The Labour party has finally moved on this issue after recommendation by an expert panel, though the conservative party The Australian Liberals have an issue with recognising indigenous Australians under the constitution and suggested only a mention in the Pre-Amble. Australia, although is a multi-party system, though the smaller parties often give preferences to one of the big two parties, the Australian Labour Party or the Australian Liberal Party. There has been some debate that if put before referendum the motion may not pass.

"HISTORIC changes to the commonwealth Constitution to acknowledge indigenous Australians face almost certain defeat unless significantly amended, after a 300-page proposal presented to Julia Gillard yesterday prompted a chorus of concerns from some indigenous leaders and legal experts.

Chief among their worries is the recommended insertion of a clause to prohibit racial discrimination, which Tony Abbott suggests may amount to a "one clause bill of rights".

The report, produced by an expert panel, recommends that the nation's guiding document be altered to remove racist sections and create a section to legislate for the "advancement" of Aborigines and Torres Strait Islanders and the protection of their language and culture."

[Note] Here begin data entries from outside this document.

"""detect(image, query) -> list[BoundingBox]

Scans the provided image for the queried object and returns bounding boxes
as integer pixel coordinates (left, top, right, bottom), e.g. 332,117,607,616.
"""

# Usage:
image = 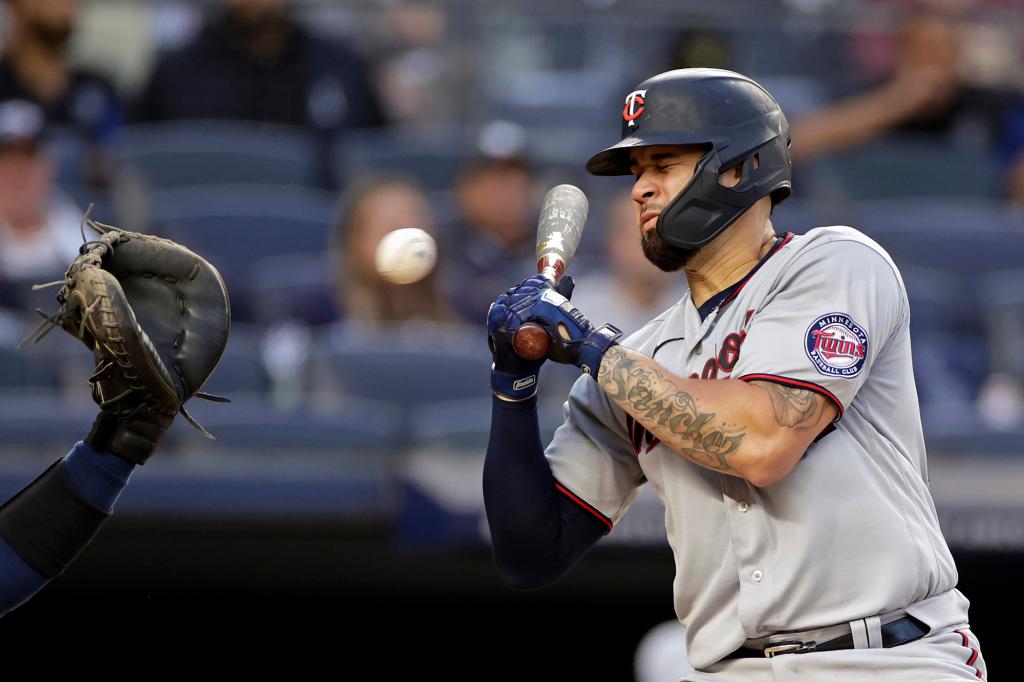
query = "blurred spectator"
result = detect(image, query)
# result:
0,99,82,307
793,8,1024,196
333,177,454,327
134,0,384,184
368,0,475,128
445,156,537,324
0,0,124,186
572,193,687,334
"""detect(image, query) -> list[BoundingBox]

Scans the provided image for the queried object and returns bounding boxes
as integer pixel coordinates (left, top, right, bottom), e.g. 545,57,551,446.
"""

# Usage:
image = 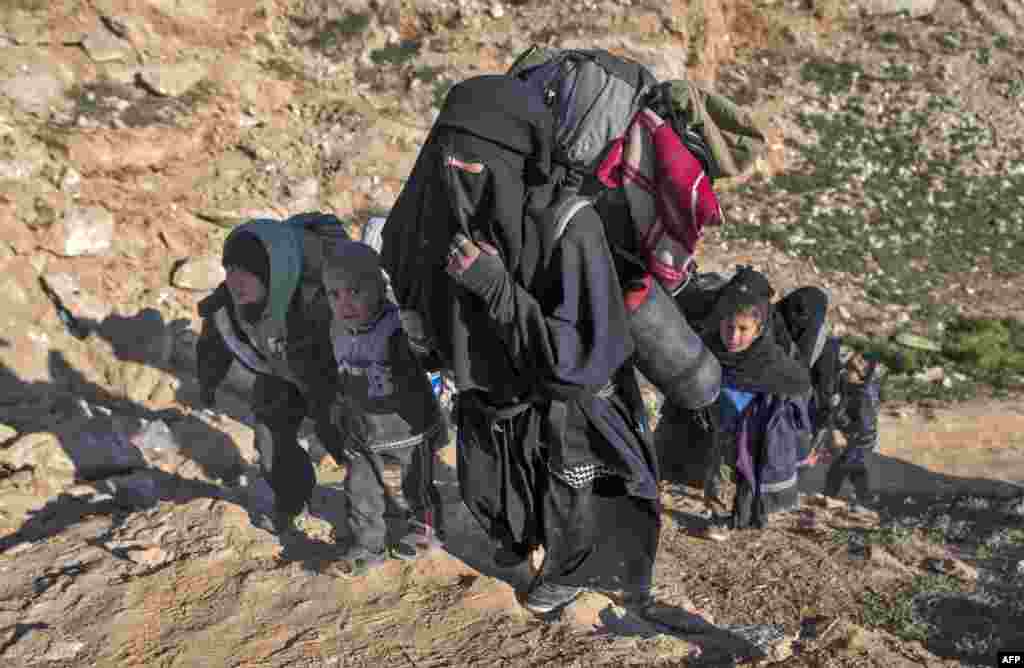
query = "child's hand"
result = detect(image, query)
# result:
445,234,498,277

http://www.theaustralian.com.au/national-affairs/indigenous/historic-constitutio...

Australia does not have a Bill of Rights I should point out. Free-hold land is
very rare, many of those land titles are now subject to a 99 year lease arrangement, pastoral lease, mining lease or other agreement. Given an exploration right exists, a mining company can come onto your land and make a claim then mine it, leaving the land owner entitled to nothing unless an agreement takes place. The state government receives royalties and there are some arrangements where people with land rights are entitled to payment. However a state government can decide that people are entitled to nothing in some cases and remove them if it wants. Just recently a group of Aboriginal people from Western Australia were moved from their homes and their entire town was shut down by the state government. Too expensive to maintain services was the given reason, despite the mining boom in Western Australia taking place on what was once land communally shared by indigenous peoples. Ownership and commercial exploitation of land was not part of indigenous society or traditions, instead you are part of the land, you belong to it.

Native Title claims are subject to a legally proven unbroken cultural link to the land, a rather difficult task at times when you consider that until recently Indigenous people were not recorded by the Australian Census and were subject to being forcibly moved to different locations and their children taken from them.